I think that’s a very important lesson for us to learn in discernment. St. Anne must have taught that to Mary. If you look at the Gospel of Luke, every time Luke mentions Mary, he says, she treasured all these things and pondered them in her heart.
What a beautiful word Luke gives us — to treasure all these things and ponder them in our hearts, to treat experience with respect and care, to recognize the dignity in human experience and to ponder. Pondering isn’t the same thing as figuring out. It’s not a puzzle to be solved. It’s a mystery which invites us to live in its presence. And pondering teaches us how to do that, bit by bit.

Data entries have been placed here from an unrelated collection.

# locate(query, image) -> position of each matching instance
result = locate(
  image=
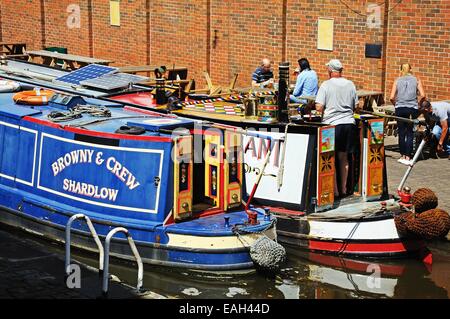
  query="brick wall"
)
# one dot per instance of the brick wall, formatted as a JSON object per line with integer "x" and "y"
{"x": 224, "y": 37}
{"x": 419, "y": 33}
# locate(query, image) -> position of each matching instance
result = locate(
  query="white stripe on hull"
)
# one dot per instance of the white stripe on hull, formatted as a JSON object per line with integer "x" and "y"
{"x": 217, "y": 242}
{"x": 368, "y": 230}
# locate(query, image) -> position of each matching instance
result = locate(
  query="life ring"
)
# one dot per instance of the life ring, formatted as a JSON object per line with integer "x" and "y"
{"x": 34, "y": 97}
{"x": 7, "y": 86}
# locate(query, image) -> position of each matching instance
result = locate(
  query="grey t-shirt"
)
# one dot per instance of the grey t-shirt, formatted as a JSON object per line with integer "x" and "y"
{"x": 339, "y": 97}
{"x": 441, "y": 111}
{"x": 406, "y": 92}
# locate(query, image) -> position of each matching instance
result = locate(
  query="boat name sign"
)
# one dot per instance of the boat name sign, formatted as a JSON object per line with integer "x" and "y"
{"x": 87, "y": 156}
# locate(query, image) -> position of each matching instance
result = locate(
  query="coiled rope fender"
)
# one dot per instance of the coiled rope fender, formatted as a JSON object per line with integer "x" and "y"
{"x": 7, "y": 86}
{"x": 37, "y": 96}
{"x": 267, "y": 254}
{"x": 431, "y": 224}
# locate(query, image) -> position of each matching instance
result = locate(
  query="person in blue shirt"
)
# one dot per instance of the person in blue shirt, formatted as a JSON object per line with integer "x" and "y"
{"x": 307, "y": 83}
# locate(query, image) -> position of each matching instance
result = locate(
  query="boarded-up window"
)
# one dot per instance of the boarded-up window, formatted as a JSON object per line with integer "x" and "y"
{"x": 114, "y": 12}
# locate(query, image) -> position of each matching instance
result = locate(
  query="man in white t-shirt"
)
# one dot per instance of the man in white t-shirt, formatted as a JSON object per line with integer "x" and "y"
{"x": 440, "y": 113}
{"x": 337, "y": 100}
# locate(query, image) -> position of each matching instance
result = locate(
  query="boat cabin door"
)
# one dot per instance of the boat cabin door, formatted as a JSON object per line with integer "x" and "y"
{"x": 367, "y": 169}
{"x": 372, "y": 179}
{"x": 183, "y": 167}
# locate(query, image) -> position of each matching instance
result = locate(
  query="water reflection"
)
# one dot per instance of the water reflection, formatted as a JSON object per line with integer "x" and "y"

Do you want to be people of hope, and do you want to be guided by God into the future? Then know the Scriptures. Listen to his Word. Take it seriously.
Be attentive. Pay attention to the people around you. Pay attention to the events around you. Stop and gaze at a beautiful sunrise over the water. Pay attention, most especially, to your sisters and brothers, because it’s not all about you, and certainly not all about me, but it is about all of us together. Paying attention and love are intimately linked.
Thirdly, slow down. Treasure your experience. Hold on to it with respect. Respect human experience which reveals to us the divine. That’s the meaning of incarnation. And ponder it in your heart.
Then we will know beyond a shadow of a doubt that our hope of sharing the glory of God is not illusory. It’s not beyond our reach. It’s what we’re called to live and be and witness here and now.